Though Pasquinelli Produce was a member of Western Growers for many years under the tutelage of his father, it wasn’t until the late 1960s, when the labor battles came to Yuma, that the company got more involved with the association. Gary began working with WG lawyers and President Daryl Arnold to defeat the unionization efforts. As the ‘70s dawned, the fight intensified. “We ended up beating the union and were able to harvest our entire 2,000 acre cantaloupe crop under strike conditions. I remember Daryl Arnold saying of me that I am the kind of ‘young leadership’ that the board needed. I was about 28 at the time.”

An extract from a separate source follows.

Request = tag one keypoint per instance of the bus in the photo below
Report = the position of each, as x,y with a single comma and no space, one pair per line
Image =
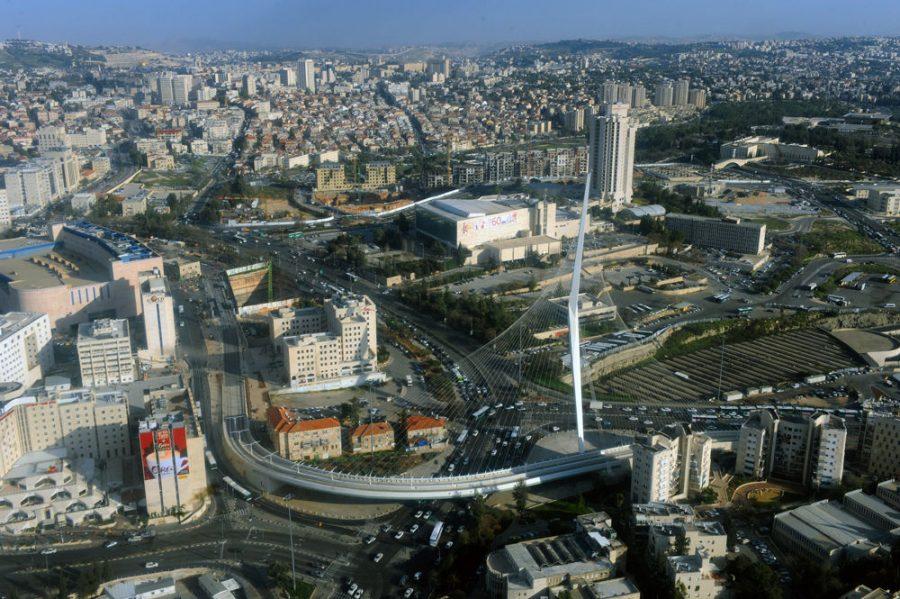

A couple of years later, longtime WGA Yuma director Sid Woods retired. “With his blessing, I ran for the position and have been a director ever since. My blood is in the bricks,” he said of WGA, recalling many services and activities that he was intimately involved in over the past five decades. He spoke of the advent of harvest-time strike insurance and noted that he was the person who came up with the name Quail Street Casualty for the association’s off-shore insurance entity. The name came from the street that housed the association headquarters in the 1970s.

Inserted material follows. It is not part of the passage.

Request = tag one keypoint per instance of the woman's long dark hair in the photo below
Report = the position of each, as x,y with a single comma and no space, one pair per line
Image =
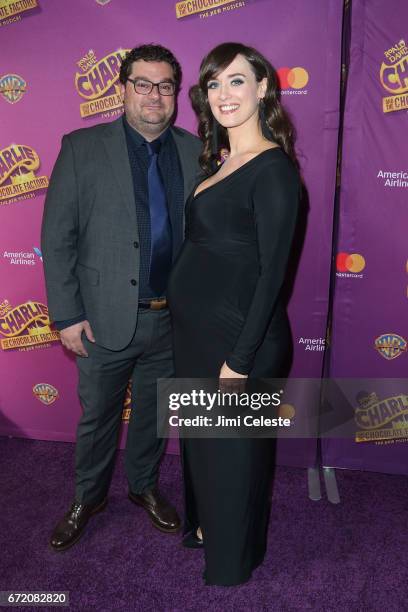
275,122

Pasquinelli recalls that he was asked to serve as chairman in the early 1990s but his deacon duties took precedent and he declined the honor. In 2000, he did serve as chairman under President Dave Moore. “I was very close to Dave and delivered the eulogy at his funeral.” The following year he chaired the search committee that brought Tom Nassif to the president’s position. Pasquinelli remembers meeting Nassif during the tumultuous labor battles when the future WG CEO was a young labor attorney.

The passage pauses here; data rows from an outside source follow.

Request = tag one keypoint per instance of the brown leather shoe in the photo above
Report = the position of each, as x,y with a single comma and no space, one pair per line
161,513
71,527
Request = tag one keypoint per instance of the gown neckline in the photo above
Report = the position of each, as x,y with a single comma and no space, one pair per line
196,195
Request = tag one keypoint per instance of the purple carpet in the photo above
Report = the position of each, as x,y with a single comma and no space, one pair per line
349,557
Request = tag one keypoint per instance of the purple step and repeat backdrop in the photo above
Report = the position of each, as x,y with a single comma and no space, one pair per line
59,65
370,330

As chairman, and throughout the years, Pasquinelli said he has been guided by the notion of being a “servant leader…leading by example. I got so much more out of it than I ever gave,” he said, greatly undervaluing his service.

He believes deeply in the work of Western Growers and the concepts of “circling the wagons” and “strength in numbers.” And he also knows it was time to step down. There is a fire in the belly that informs this work and Pasquinelli said that while the flame is still there, it’s not burning quite as bright.